Let me illustrate further. My daughter was in third grade studying in a convent school in English medium. Along with other subjects Hindi also is taught separately. Once the Hindi teacher gave her homework to write an essay on Nalwar fair, which is a local fair held in the month of March every year. It is a big event for an isolated small town like Sundernagar, H.P. It has huge commercial importance for yearly transactions of cattle for sparsely populated villages scattered all over the rugged terrains.

One day my daughter came back from school, offloaded her backpack and looked utterly confused. She asked me to write an essay on Nalwar fair for her.

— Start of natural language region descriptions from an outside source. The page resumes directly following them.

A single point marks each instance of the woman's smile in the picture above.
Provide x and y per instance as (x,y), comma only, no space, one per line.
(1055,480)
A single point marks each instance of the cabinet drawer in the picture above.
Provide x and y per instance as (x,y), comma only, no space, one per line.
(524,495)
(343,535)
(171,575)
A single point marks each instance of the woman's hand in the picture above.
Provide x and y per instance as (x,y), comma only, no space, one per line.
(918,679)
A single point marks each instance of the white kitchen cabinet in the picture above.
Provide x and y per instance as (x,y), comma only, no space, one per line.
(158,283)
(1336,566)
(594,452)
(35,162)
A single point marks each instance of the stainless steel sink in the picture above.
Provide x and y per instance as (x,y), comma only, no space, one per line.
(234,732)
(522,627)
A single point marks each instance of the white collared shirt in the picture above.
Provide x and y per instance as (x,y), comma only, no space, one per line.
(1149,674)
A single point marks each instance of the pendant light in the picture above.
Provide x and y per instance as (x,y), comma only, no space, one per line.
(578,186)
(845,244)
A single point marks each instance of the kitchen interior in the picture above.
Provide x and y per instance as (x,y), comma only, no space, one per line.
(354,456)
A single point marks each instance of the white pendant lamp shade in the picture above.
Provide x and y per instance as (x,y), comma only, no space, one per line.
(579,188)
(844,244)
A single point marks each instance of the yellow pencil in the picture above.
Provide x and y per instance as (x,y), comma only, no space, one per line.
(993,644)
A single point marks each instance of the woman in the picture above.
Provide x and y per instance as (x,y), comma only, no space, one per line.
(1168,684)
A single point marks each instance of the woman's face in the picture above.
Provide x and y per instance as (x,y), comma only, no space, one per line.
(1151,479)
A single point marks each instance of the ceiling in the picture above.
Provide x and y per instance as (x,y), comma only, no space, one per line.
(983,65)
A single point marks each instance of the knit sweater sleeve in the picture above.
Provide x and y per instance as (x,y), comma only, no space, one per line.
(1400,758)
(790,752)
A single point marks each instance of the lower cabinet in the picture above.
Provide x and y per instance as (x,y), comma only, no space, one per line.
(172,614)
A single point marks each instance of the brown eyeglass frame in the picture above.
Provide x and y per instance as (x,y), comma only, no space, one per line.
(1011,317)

I didn’t expect a third grader to write an essay on any topic. Still I told her it is for you to write, not me.

I don’t know how to write an essay, she replied.

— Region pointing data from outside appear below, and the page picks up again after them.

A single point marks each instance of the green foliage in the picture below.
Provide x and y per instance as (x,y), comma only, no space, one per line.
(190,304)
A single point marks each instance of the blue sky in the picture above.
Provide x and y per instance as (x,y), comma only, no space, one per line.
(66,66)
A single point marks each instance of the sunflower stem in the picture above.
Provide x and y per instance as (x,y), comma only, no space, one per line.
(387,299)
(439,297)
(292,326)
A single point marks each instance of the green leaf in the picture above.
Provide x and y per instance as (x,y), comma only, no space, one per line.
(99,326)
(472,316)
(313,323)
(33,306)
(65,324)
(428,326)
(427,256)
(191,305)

I simply told her to write how she felt participating in a cultural function, how she enjoyed with friends roaming around the fair, how lip smacking were the snacks etc. She wrote half a page accordingly in simple sentences. I gave her a big pat on her back.

Next day she came back from school with a crestfallen gloomy look and showed me the workbook, in which the teacher commented in English “Do it again” and verbally told her to copy from Atul’s workbook. Mind the word ‘copy’ here, not learning the skill.

Atul was the son of my colleague staying on the ground floor while I was on the first floor. 

Atul’s was a four page essay written by his teaching mother. Only the handwriting was Atul’s.

I tried to console my daughter to be proud of her own work in vain. This depicts the national scenario of our education system. It’s deep rooted and pervading. All our competitive tests of importance are meant for memory testing. The so-called renowned coaching shops(?) skillfully train the candidates just to do that and earn money and fame. A high score in the test entitles a candidate to enter into higher institute of learning.

Lon Watters defined: ‘school is a building, has four walls with future inside’. We forget that what goes on inside determines the quality of the future.

Can the new education policy alter the tradition on its head?